A Aline, a célebre modista da corte,
trabalhara largamente com o seu esquadrão de costureiras francesas e a
rainha não achara bastante rico e magnífico vestido de dama do século
XVIII, com o qual se apresentaria no baile. Pouco a pouco, diante da
arte e do gosto, do esplendor das pedrarias, afizera-se a usá-lo, mas de
súbito, a sua imaginação sacudira-se num desejo novo.
D. Maria Inácia, filha dos Vila Real,
mandara fazer um fato de varina; um molho de saias garridas; o corpete, o
chapeuzinho, a que daria desenvoltura e graça e o cunho português de
uma vendedeira alegre, martelando as suas chinelinhas de verniz.
Logo Dona Maria Pia apeteceu disfarce igual, porque no seu espírito tão feminil se despertara a curiosidade de saber o que diriam os fidalgos da sua corte a uma varina buliçosa, na qual não reconhecessem a sua Rainha.
Atravessaria a sala nas suas vestes, julgando que não a conheceriam, e iria apreciar o espírito dos cortesãos.

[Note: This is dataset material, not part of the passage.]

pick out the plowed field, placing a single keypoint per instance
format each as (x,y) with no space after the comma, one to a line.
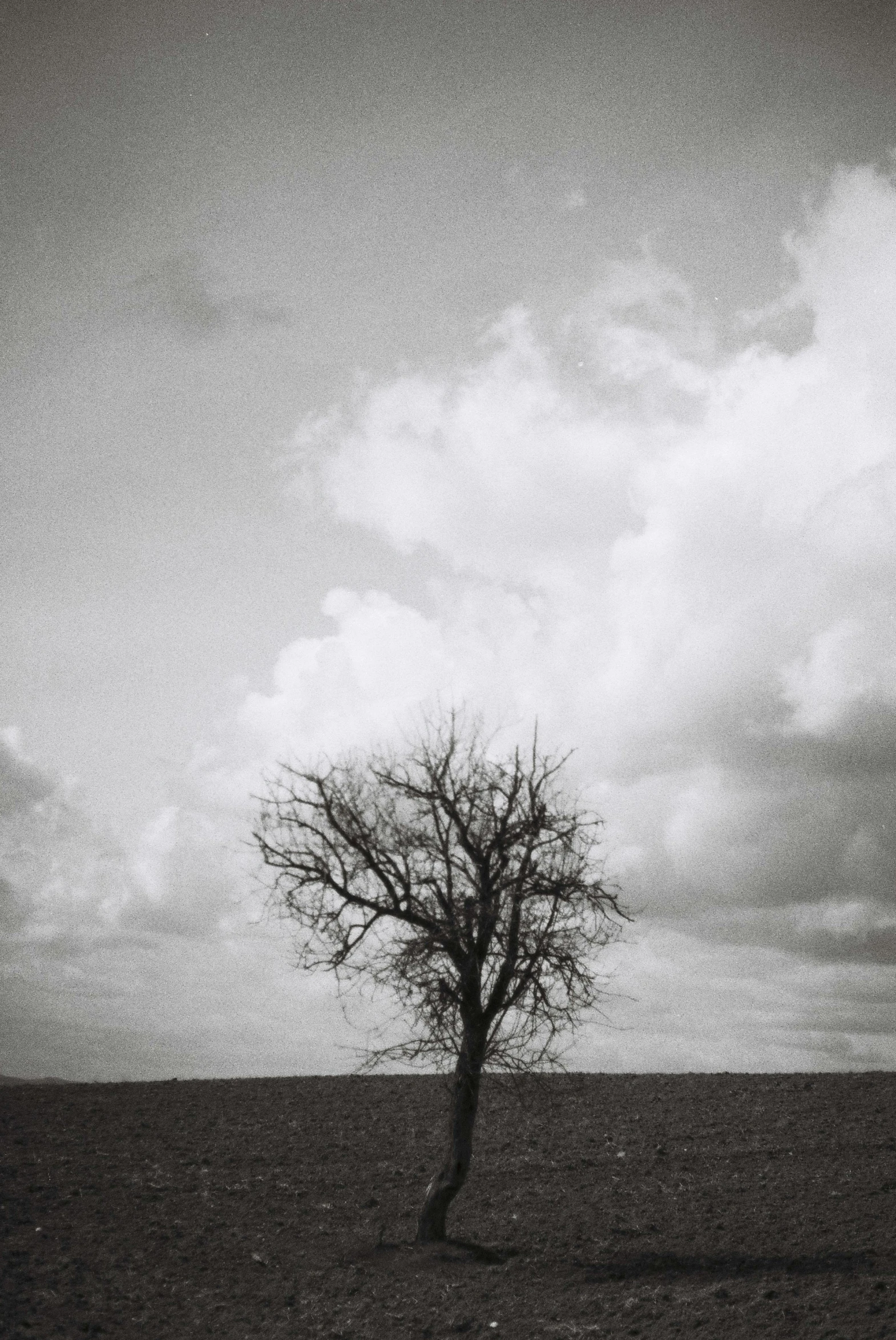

Passaria junto deles, de máscara no rosto,
meter-se-ia no grupo onde as marquesas empoadas, as grandes damas de
outros séculos, as caçadoras gentis, os próprios dominós de seda
ocultavam as belezas e ouviria ciciar algumas frases.
Sob as luzes deslumbrantes contemplaria o
rei, vestido de guerreiro antigo, de elmo subido, e fixá-lo-ia uns
instantes. Seria um Portugal velho, que fizera a conquista, diante da
gente trabalhadora, da orla da água, que realizaria o trabalho.
Ela, porém, não pensava mais nessas
fórmulas mas apenas na resolução que tomara, na satisfação do seu
capricho, na vontade de querer saber como as mulheres, embora da melhor
sociedade, se divertiam nos bailes de máscaras, o que sempre seria muito
diferente do que sentiam as Rainhas.
Essa ideia começava a diverti-la muito; mais do que a maravilha do seu fato de grande dama, com o qual entrara no salão.
El-Rei escolhera as galas dum cavaleiro do
século XVIII e o Infante Dom Augusto, facilmente reconhecível por sua
desengraçada estatura de pernalta, era um mosqueteiro. A duquesa de
Palmela, casada havia dois anos, por um lindíssimo Abril, vestira-se nas
sumptuosidades de Isabel de Inglaterra e guardava o ar imponente, no
meio da corte, no qual as formosas damas se disputavam as graças.
Corria no maior esplendor a festa
realenga; encheu-se de convivas o salão de mármore, a orquestra da real
câmara tocava os belos trechos de música que fazia enlaçar os pares
mascarados, a aguardarem as ordens régias para mostrarem seus rostos.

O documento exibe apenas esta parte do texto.